Purdy calls the move one of the best decisions they’ve ever made. But he’s well aware that he belongs to that vanguard of middle-class lifestyle pilgrims who are, one sale after another, pushing real estate prices into the stratosphere. Purdy remembers, not long after unpacking their moving boxes, sitting in the chair at the now-closed Cameron’s Salon & Barber. The stylist was opining about the influx of “hipsters” and city people with money that were changing the town. He kept his head down.

“She was holding a sharp pair of scissors,” he says, only half joking.

The Exile

Christine McCulloch wasn’t impressed by how a simple development application ended up pitting neighbour against neighbour and turned councillor Brown into an unwitting pariah; she was even less impressed when an anonymous neighbour—and development supporter—dropped a leaflet at her door criticizing council. McCulloch, herself a Camp Road resident, found it sneaky and meddlesome. From an outsider’s perspective it seems petty; adults slinging mud. One thing it does say clearly is that people are passionate about Cumberland, warts and all.  

“It’s time for Cumberland to get a training bra,” McCulloch says.

Though councillor Vickey Brown made some enemies when she voted against the Camp Road ADU, she also had supporters. One of them is Jan Neuspiel, mild-mannered mountain guide and owner of Island Alpine Guides. He used to live in a century-old Camp Road home before he and his wife sold a few years back and moved to a larger property on a quieter Cumberland street.

“The way people reacted was unacceptable. Even if you disagree you have to be able to debate these things in a civil manner,” says Neuspiel, who has been a village resident for more than two decades.

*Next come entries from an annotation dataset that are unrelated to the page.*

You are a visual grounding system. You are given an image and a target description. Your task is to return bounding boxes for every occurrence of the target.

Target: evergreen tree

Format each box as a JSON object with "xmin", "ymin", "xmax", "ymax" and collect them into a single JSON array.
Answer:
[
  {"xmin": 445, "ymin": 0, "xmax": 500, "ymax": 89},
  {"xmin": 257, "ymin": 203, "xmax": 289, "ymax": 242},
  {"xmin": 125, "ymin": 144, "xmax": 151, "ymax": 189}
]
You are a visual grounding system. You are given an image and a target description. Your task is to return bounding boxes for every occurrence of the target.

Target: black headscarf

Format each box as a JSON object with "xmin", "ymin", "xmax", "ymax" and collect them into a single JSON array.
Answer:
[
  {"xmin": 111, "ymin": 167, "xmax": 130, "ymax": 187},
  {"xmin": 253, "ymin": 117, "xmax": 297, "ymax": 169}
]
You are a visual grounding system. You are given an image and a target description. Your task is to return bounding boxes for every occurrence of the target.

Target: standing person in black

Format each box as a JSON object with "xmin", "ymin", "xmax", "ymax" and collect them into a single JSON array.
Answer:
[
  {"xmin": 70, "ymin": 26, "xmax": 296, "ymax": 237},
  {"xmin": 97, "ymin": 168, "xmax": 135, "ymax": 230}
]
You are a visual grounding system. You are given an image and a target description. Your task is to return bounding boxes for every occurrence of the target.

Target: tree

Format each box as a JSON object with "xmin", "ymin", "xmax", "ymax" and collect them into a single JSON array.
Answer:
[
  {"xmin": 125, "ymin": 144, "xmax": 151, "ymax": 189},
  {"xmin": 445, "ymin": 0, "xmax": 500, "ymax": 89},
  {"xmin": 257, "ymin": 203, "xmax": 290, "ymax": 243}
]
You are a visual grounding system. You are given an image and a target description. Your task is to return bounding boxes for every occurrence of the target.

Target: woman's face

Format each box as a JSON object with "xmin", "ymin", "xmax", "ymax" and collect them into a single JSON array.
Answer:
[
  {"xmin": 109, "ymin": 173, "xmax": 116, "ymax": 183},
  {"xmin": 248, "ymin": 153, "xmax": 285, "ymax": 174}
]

He says he supports densifying development but says the ADU by-law as written is too broad-based and does little to address affordability, something he believes strongly is important for an equitable and diverse community.  

“My dream would be for Cumberland to be a leader in non-market housing,” Neuspiel says, referring to Vienna, Austria, whose much-lauded affordable housing program gives the city control over 200,000 units through public-private partnerships.

It’s a big dream and in the meantime, there will be casualties.

One former resident says she bailed after five years, knowing she’d never afford a house. She preferred to remain anonymous, concerned about coming off as bitter, but has clearly given the Cumberland phenomenon some thought.

“As more people move there, they push away the ability of the spirit of Cumberland—the artists, the volunteers—to continue doing what they did to build the town,” she says. “It's harder for those folks to find housing, especially to purchase. That ship has sailed.”

She calls it “the mountain town story on repeat.” Boom, then bust, followed by hard times. “Fit and freaky” folks trickle in and build something beautiful, then comes gentrification and unaffordability.

“What’s next in the cycle?” she asks, rhetorically.

In her case, she admits candidly that it means moving on to another more affordable place and contributing in an incremental way to the cycle of gentrification somewhere else.

Contemporary Cumberland is fraught with tension, between residents who are just a few generations removed from the gritty coalmining days and newcomers like Robert Purdy for whom coal is the charming heart of the village creation story. Between what makes the town cool, and what threatens to be too much of a good thing. It’s like what Lucky Lager is to craft beer. Between these two solitudes is a community striving to find the balance.    

“That grit is still there. You’ll still see people riding dirt bikes or quads down Dunsmuir,” says Vickey Brown, as thought it’s a village amenity to be proud of.  

But it’s getting harder to find that grit. Just last week, people spotted a white Lamborghini cruising down Dunsmuir Avenue.